DESPITE declaring that car parking charges would safeguard funding for local bus services, Wiltshire Council is now proposing reductions to some bus services.
Proposals include cuts to the Westbury Weaver service, which currently runs from Westbury to Frome via Dilton Marsh and Chapmanslade, as well as providing a local service in Westbury. The service between Dilton Marsh, Chapmanslade, and Frome between 9.00am and 5.00pm will be withdrawn, while the Westbury town service will be reduced. The service to Dilton Marsh will also be reduced around school start/finish times and on Saturday afternoons.
Wiltshire Council say the changes to this route have been made due to low usage by the general public, with alternatives available for school children, and anticipate that the changes could be made in September this year.

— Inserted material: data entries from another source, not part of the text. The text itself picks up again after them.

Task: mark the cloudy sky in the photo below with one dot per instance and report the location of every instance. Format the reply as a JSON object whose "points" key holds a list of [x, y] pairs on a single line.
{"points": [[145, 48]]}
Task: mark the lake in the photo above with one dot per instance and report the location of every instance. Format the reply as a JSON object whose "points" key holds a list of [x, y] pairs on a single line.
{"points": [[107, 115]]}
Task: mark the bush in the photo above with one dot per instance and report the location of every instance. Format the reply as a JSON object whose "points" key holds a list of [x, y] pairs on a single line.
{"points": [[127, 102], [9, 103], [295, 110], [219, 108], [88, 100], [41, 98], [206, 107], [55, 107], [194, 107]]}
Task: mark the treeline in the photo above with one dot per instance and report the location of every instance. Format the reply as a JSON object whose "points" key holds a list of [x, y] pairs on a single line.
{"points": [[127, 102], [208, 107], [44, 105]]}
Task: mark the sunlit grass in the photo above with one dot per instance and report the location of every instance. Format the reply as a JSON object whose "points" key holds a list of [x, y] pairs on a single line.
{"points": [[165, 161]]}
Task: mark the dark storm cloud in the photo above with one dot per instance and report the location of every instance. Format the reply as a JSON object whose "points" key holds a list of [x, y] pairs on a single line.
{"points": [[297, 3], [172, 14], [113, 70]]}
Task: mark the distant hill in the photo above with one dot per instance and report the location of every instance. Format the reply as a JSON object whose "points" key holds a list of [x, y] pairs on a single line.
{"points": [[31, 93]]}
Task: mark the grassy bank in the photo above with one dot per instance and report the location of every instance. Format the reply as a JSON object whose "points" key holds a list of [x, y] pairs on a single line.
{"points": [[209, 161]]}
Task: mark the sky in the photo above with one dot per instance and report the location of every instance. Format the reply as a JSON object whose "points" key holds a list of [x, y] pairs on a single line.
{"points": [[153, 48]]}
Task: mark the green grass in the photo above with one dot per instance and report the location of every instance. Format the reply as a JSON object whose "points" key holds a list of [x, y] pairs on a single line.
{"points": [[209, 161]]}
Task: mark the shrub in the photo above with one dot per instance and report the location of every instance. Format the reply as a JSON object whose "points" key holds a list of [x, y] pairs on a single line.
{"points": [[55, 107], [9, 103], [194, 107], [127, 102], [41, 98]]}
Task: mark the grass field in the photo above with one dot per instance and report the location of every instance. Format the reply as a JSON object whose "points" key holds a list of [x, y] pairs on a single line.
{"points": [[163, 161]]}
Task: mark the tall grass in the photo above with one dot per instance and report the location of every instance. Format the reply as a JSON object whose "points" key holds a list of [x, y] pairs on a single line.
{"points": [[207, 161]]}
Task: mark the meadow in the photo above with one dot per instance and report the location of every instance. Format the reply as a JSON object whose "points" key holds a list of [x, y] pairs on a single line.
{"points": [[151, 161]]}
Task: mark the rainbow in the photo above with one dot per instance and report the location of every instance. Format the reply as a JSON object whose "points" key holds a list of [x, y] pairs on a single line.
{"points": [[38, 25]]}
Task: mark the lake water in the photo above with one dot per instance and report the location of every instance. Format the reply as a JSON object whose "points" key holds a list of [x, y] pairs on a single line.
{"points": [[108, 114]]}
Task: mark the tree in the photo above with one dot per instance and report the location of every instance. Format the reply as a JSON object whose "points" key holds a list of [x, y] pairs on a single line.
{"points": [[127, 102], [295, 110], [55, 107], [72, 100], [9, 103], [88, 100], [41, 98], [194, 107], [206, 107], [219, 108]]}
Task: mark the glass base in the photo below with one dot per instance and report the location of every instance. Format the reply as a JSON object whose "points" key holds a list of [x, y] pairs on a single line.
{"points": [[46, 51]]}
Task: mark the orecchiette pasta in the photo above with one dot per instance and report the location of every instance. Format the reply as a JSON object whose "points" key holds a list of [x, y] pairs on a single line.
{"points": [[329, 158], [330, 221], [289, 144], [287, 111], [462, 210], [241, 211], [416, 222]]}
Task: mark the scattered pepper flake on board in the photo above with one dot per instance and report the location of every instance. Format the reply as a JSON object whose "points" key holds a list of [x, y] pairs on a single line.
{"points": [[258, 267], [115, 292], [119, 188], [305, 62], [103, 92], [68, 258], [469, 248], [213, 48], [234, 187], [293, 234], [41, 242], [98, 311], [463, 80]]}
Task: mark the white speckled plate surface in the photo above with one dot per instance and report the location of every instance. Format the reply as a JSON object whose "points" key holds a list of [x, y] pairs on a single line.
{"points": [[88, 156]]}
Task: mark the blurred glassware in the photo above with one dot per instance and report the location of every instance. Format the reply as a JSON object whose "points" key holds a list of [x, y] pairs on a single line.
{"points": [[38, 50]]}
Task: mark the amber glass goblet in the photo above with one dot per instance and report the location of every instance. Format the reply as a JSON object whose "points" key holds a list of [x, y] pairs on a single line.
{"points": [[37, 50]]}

The council will also withdraw its funding for the Warminster-Trowbridge section of the 264/265 route, which runs from Warminster to Bath via Westbury. The result is expected to be a reduction in the service from half-hourly to hourly, although additional journeys are now being provided between Warminster and Trowbridge by another provider.
The 51 “shoppers” bus service on Wednesdays from Chapmanslade to Warminster will be removed due to “almost nil” usage figures.
The X88 service from Chitterne to Bath, via Erlestoke and Bratton, will have the withdrawal of the Wednesday and Saturday shoppers bus service to Bath, with passengers advised that they can change buses in Warminster or Trowbridge instead.
Timetable changes have also been introduced on the 87 service from Trowbridge to Devizes via Westbury and Erle-stoke, as a result of Bodman’s Coaches decision to withdraw from operating this service.
Car parking charges
are just not enough
Last December, Wiltshire Council approved their plans for car parking charges in Westbury and other towns in the county by saying that their new “parking policy safeguards funding for local bus services.”
But Cllr Richard Gamble, Wiltshire Council’s portfolio holder for public transport, says the revenue from charges is just not enough, considering that the council needs to cut 12% from their bus services budget.
Cllr Gamble says that the income from car parking revenue means that they are “trimming” rather than “cutting” bus services. He said, “It would have been far worse if the car parking charges hadn’t been there.
“The car parking revenue has indeed ensured that communities will still have access to a bus service to local towns. The additional funding is expected to be worth about £1million and there is no doubt that, without that money, some communities would have lost their bus services entirely. However, it will not be sufficient to allow that no changes at all are made and we have had regard to the Local Transport Plan public transport strategy to provide a framework to determine priorities.
“I think it is fair to say that, even without the budget pressures, some of the “trimming” would have occurred in any event, which sometimes happens in the normal course of our review of services. The budget has injected an element of urgency to the process.”